A cognition-enhancing drug called CX546 prevents the neurodegenerative effects of repeated anaesthesia in infant mice by promoting neuronal changes associated with learning and by protecting neurons from death.
Millions of children have surgery under general anaesthesia each year. Studies of infant animals show that neurodegeneration and long-term neurobehavioural impairments arise when general anaesthesia is used at crucial periods of brain development, especially following high doses and prolonged exposures to anaesthetics1. Studies in humans have been controversial — some have reinforced these findings, particularly among infants who have had multiple anaesthetics and surgeries2, whereas a case–control study3 and an interim analysis4 of a recent randomized trial have been more reassuring. Writing in Science Translational Medicine, Huang et al.5 report that a drug called CX546 confers neuroprotection in infant mice that are repeatedly exposed to the anaesthetic molecule ketamine.

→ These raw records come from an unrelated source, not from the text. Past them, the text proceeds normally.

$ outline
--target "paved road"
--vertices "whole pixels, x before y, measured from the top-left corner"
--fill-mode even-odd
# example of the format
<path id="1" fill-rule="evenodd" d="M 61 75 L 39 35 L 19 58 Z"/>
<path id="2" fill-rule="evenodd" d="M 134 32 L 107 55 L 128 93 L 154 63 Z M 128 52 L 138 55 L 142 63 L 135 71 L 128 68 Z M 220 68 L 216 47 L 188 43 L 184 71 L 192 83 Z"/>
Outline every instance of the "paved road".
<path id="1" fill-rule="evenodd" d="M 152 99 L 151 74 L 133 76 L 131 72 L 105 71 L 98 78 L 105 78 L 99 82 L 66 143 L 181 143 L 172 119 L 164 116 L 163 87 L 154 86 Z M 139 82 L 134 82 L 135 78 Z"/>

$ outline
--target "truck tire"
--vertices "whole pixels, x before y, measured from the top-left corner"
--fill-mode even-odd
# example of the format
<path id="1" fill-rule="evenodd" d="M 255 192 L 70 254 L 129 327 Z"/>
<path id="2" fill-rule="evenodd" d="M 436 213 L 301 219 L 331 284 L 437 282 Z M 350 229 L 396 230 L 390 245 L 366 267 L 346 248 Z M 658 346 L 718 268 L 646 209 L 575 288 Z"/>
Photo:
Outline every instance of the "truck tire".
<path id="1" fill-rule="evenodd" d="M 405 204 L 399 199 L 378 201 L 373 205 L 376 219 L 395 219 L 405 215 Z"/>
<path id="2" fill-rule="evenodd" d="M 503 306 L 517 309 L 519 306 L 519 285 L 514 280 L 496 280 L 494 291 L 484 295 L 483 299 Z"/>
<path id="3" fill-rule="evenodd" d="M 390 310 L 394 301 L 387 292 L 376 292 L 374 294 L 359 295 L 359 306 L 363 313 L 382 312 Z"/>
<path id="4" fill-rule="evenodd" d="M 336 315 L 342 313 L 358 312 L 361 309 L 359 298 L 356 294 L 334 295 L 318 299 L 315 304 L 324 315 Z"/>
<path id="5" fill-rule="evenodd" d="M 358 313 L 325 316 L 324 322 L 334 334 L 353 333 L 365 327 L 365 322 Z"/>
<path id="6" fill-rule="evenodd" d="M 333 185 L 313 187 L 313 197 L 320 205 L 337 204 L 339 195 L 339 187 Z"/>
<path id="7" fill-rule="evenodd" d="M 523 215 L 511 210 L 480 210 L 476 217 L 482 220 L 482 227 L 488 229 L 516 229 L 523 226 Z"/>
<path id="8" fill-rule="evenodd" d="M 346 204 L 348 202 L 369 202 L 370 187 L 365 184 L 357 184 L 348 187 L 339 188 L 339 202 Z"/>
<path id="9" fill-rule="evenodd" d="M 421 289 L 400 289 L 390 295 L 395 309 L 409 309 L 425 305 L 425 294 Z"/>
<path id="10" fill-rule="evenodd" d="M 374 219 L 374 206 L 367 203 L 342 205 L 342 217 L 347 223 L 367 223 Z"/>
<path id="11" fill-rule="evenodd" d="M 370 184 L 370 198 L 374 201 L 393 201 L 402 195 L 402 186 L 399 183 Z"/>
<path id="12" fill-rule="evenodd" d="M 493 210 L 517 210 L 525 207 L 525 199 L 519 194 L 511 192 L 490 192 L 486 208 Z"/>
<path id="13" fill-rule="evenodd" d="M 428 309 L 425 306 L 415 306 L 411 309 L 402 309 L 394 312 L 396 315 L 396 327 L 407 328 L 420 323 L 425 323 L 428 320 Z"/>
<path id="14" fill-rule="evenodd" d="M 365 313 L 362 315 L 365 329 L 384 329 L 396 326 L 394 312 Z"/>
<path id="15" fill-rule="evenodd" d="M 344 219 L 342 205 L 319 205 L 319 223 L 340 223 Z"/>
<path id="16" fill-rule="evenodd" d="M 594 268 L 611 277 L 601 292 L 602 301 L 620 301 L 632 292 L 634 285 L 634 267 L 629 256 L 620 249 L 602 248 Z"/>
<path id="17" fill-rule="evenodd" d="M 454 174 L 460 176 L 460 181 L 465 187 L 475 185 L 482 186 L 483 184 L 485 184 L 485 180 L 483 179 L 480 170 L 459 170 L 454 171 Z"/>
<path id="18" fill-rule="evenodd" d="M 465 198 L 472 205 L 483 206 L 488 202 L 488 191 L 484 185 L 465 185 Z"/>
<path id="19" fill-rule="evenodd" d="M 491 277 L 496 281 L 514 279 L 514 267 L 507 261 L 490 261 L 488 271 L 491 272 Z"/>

Ketamine is thought to act predominantly by blocking signalling through NMDA receptor proteins6, which are activated by the excitatory neurotransmitter molecule glutamate. The authors examined the effects of ketamine anaesthesia on neuronal activity in the brains of infant mice. In vivo imaging experiments revealed that neuronal activity decreased during post-anaesthesia recovery in treated animals compared to untreated animals. Analysis of proteins at the synaptic junctions between neurons showed that, after repeated anaesthesia, expression of NMDA receptors was reduced in adulthood, as was expression of another class of glutamate receptor proteins, AMPA receptors.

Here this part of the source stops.